Quick Count Pemilu LP3ES

| | Comments (43)

Dari Detik.com

Diberitakan bahwa hasil analisa quick count (perhitungan cepat) LP3ES (Lembaga Penelitian, Pendidikan dan Penerangan Ekonomi dan Sosial) memastikan bahwa pasangan SBY-Kalla akan masuk ke putaran II (dua) pemilihan presiden sedang Amien Rais dan Hamzah kemungkinan besar tersingkir.
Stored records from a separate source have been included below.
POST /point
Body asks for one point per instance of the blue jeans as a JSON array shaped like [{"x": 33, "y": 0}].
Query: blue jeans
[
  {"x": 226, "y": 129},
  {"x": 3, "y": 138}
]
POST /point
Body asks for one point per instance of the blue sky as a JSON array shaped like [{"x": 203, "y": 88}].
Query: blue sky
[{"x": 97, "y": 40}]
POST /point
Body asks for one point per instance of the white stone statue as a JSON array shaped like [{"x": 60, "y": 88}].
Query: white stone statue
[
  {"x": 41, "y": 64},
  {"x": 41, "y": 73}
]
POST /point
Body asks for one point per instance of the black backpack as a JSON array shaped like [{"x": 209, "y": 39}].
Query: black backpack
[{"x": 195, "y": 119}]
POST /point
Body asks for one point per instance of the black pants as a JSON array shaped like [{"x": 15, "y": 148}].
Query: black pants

Quick count LP3ES yang dipublikasikan kemarin, Senin (5/7/2004) pukul 23.00 ini berdasarkan suara dari 2500 TPS di seluruh Indonesia dimana hasilnya adalah:

  1. SBY 33.90%
  2. Megawati 24,90%
  3. Wiranto 23,80%
  4. Amien Rais 14,60%
  5. Hamzah Haz 2,80%
... Meski quick count ini hanya mengambil suara dari 2500 TPS, namun banyak kalangan menyakini hasil itu tak akan jauh meleset dari hasil akhir perhitungan suara resmi yang dilakukan KPU nanti. Dalam Pemilu legislatif lalu, hasil quick count LP3ES juga mampu mencerminkan hasil akhir perhitungan KPU. Itulah sebabnya, quick count LP3ES menjadikan rujukan publik untuk memperkirakan kandidat mana yang bakal melenggang ke putaran kedua pada September mendatang. ...
... Siapa yang akan bertarung melawan SBY di putaran kedua? "Peluang yang sama dimiliki oleh pasangan Megawati-Hasyim Muzadi dan Wiranto-Salahuddin Wahid," tutur Andi Malarangeng. Perolehan kedua kandidat berselisih tipis, 1,10%. Mega memperoleh 24,90%, sedangkan Wiranto 23,80%. ...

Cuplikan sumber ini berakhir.